Automotive A100 SXM2 for FSD? (NVIDIA DRIVE A100)

Notice: Page may contain affiliate links for which we may earn a small commission through services like Amazon Affiliates or Skimlinks.

Leiko

Member
Aug 15, 2021
38
6
8
I am still just getting info from the community member who designs heatsinks and mods for the PG199.

Once I get my hands on the cards and heatsink in a few days I will post more updates.

I did ask them, they said my heatsink comes with the A100 golden hood.
A100 sxm4’s heatsink has both the wrong screw distance and nothing for the side components.
I was considering them until I found some huge sxm2 ones with the necessary extruded edges to cool the side components.

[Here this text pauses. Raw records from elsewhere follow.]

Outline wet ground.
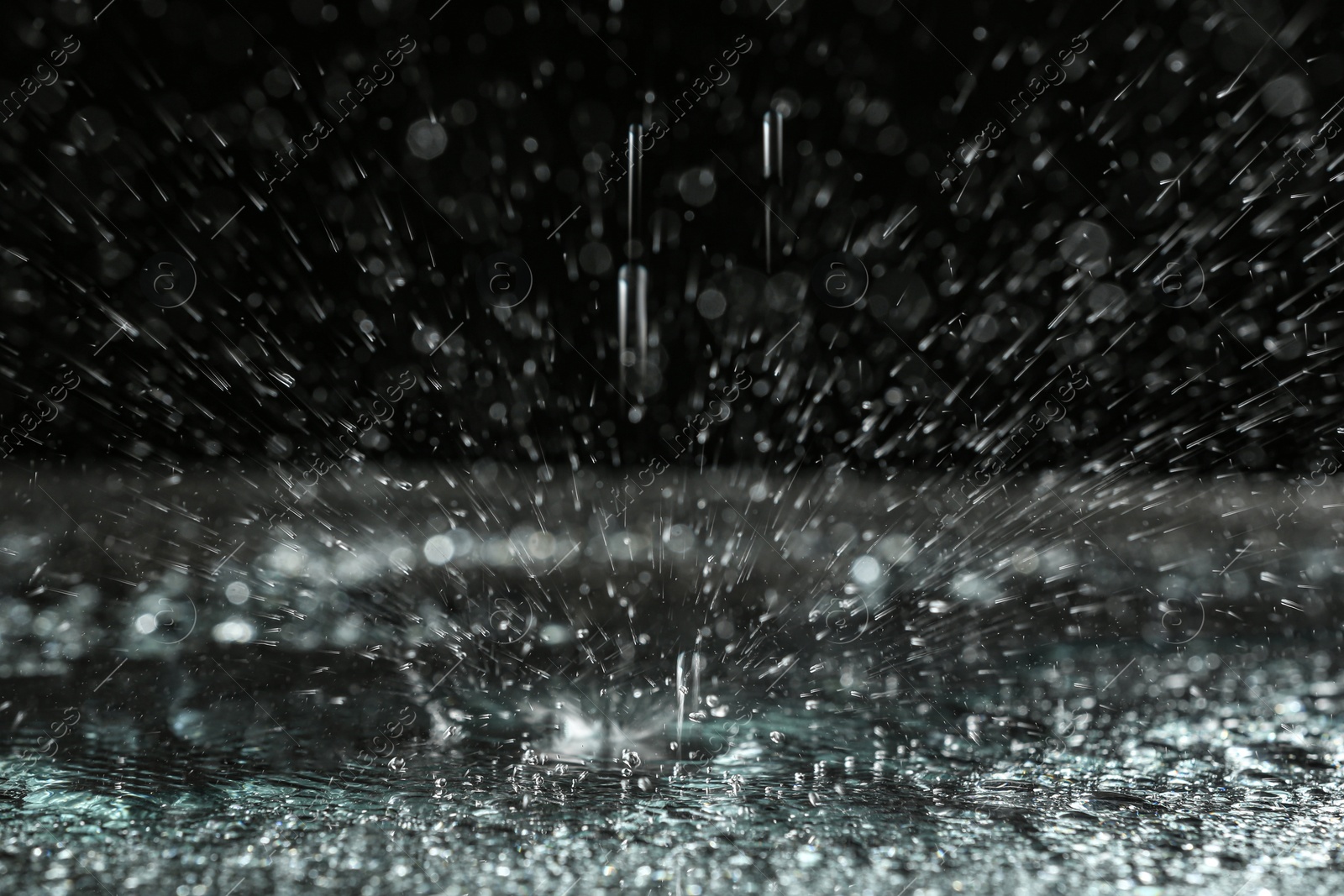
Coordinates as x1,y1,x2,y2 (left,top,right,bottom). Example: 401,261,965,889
0,468,1344,894
0,642,1344,894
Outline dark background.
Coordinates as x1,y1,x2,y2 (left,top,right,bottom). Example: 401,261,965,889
0,0,1344,471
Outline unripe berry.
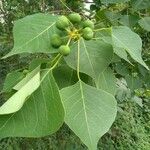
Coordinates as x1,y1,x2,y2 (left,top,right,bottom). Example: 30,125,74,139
56,16,69,30
59,45,70,56
68,13,81,23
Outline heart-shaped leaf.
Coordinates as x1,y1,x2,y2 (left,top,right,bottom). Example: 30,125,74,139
0,70,64,138
61,81,117,150
0,67,40,115
65,38,113,79
3,13,57,58
112,26,149,70
96,68,117,95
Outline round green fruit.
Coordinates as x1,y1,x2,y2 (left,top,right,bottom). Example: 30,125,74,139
83,20,94,29
59,45,70,56
51,34,62,48
82,27,94,40
68,13,81,23
56,16,70,30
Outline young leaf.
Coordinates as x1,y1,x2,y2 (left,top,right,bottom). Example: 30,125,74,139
139,17,150,32
3,13,57,58
96,68,117,95
65,39,113,79
112,26,149,70
61,81,117,150
0,70,64,138
0,68,40,115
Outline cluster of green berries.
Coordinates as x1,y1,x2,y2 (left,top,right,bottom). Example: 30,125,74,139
51,13,94,56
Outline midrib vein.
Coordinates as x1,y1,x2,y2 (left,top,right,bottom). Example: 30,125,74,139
79,81,92,147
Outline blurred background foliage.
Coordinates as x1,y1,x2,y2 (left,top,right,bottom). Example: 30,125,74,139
0,0,150,150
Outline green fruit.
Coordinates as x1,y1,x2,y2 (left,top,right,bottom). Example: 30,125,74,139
68,13,81,23
59,45,70,56
51,34,62,48
56,16,69,30
83,20,94,29
82,27,94,40
82,27,94,40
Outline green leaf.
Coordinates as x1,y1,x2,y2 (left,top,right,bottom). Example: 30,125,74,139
2,71,25,92
139,17,150,32
0,70,64,138
114,46,131,64
125,75,143,91
0,68,40,115
65,39,113,79
96,68,117,95
131,0,150,10
112,26,149,70
53,65,78,89
61,81,117,150
95,28,130,63
101,0,129,4
3,13,57,58
119,15,139,28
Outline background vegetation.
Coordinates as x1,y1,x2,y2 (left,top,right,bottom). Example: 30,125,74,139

though depending on where you got your cards from, the sellers sometimes put a custom bracket which has standard sxm2 screw spacing (some chinese sellers do)
 
  • Like
Reactions: gsrcrxsi

gsrcrxsi

Active Member
Dec 12, 2018
420
141
43
I saw that one on XianYu. Too expensive though. And I think it might not be very good cooling.
 

xdever

Member
Jun 29, 2021
34
4
8
Has anyone here tested AOM-SXMV with these cards? Do they work? I guess giving up half the bandwidth because the 2 instead of 4 PCIe connections is worth it only if the NVLINK works. Does it work?
 

pingyuin

New Member
Oct 30, 2024
11
5
3
new pg199 adapter in Chinese community but only with limited numbers for non-China players, it is a pity they are out of stock now:
Sadly, it doesn't look right thing to use with PG199:
- no wapor chamber
- no pads for VRMs
- two 8pin power connectors are considered to be enough only for 360W (this can draw nearly .5kW)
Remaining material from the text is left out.